Public Storage: The quick version

As I mentioned, Public Storage is the leader in the self-storage space. At the end of 2018, it owned more than 2,400 U.S. storage facilities and 96 business parks, and had interests in 232 European properties through its Shurgard partnership.

Hallway in a self-storage building.

Image source: Getty Images.

Why invest in Public Storage?

First off, self-storage is a relatively inexpensive business to run. Self-storage properties are rather inexpensive to build, staff, and maintain when compared with other major commercial property types. In fact, Public Storage has previously said that it can break even with about 30% occupancy in its properties, and its occupancy rate is currently 92.5%. That's a big margin of safety.

Public Storage also has a rock-solid balance sheet. Most real estate investment trusts use a considerable level of debt to fund their operations -- debt in the 30%-40% of total capitalization range is common. Well, Public Storage has just about 3.2% (not a typo) of its capitalization in the form of debt. Even when including preferred equity, it's only about 10%. This low leverage is a main reason why Public Storage enjoys that massive margin of safety I just mentioned -- many debt-reliant peers need far more than 30% occupancy to cover their costs.

Over the years, Public Storage has built up a great dividend track record. Since 2002, the company's dividend has grown at a 9.8% annualized rate, and the current 3.4% yield is well covered by Public Storage's earnings.

Finally, Public Storage is starting to branch out. Traditionally, the company has primarily acquired properties and self-managed them. Now, it's investing heavily in ground-up development, which has the potential for superior returns. It also just started its third-party management business in 2018. With only 20 properties under management, this is still just a drop in the bucket, but it has lots of potential to grow into a serious revenue stream.

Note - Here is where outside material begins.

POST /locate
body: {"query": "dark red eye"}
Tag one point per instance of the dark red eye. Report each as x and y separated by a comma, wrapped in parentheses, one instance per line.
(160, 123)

Risks and downsides to know

There are a few major risk factors to investing in self-storage REITs like Public Storage, including:

  • Interest rate risk: No REIT discussion would be complete without discussing interest rates. As a general rule, falling long-term interest rates are good for REITs, while rising long-term interest rates are a negative catalyst. Falling rates (the 10-year Treasury is a good REIT indicator) in 2019 have been a major reason why REITs have performed so well this year.
  • Oversupply risk: This is a risk factor that affects self-storage REITs more than most types. Since self-storage facilities are relatively cheap and easy to construct, it's easy for developers to build more than markets can handle. In fact, there has been some serious oversupply pressure in recent years, which is one reason why self-storage stocks underperformed the overall real estate sector in 2017 and 2018.
  • Economic risk: Self-storage can be a rather cyclical industry, meaning that it can suffer in recessions and poor economies. Unlike many other types of commercial properties that lease space for years at a time, many self-storage units are leased on a month-to-month basis, making it easy for tenants to vacate if they feel strapped for money.

In addition, while Public Storage's low-debt business model certainly adds safety, peers who are willing to take on more leverage could produce higher returns during strong economic times.

The bottom line

Public Storage is an industry-leading company with a rock-solid balance sheet and a steady, reliable dividend. Like all stocks, there are risks to consider, but this is a case where the pros certainly outweigh the cons. Public Storage has been a staple in my own portfolio for years, and I don't foresee that changing anytime soon.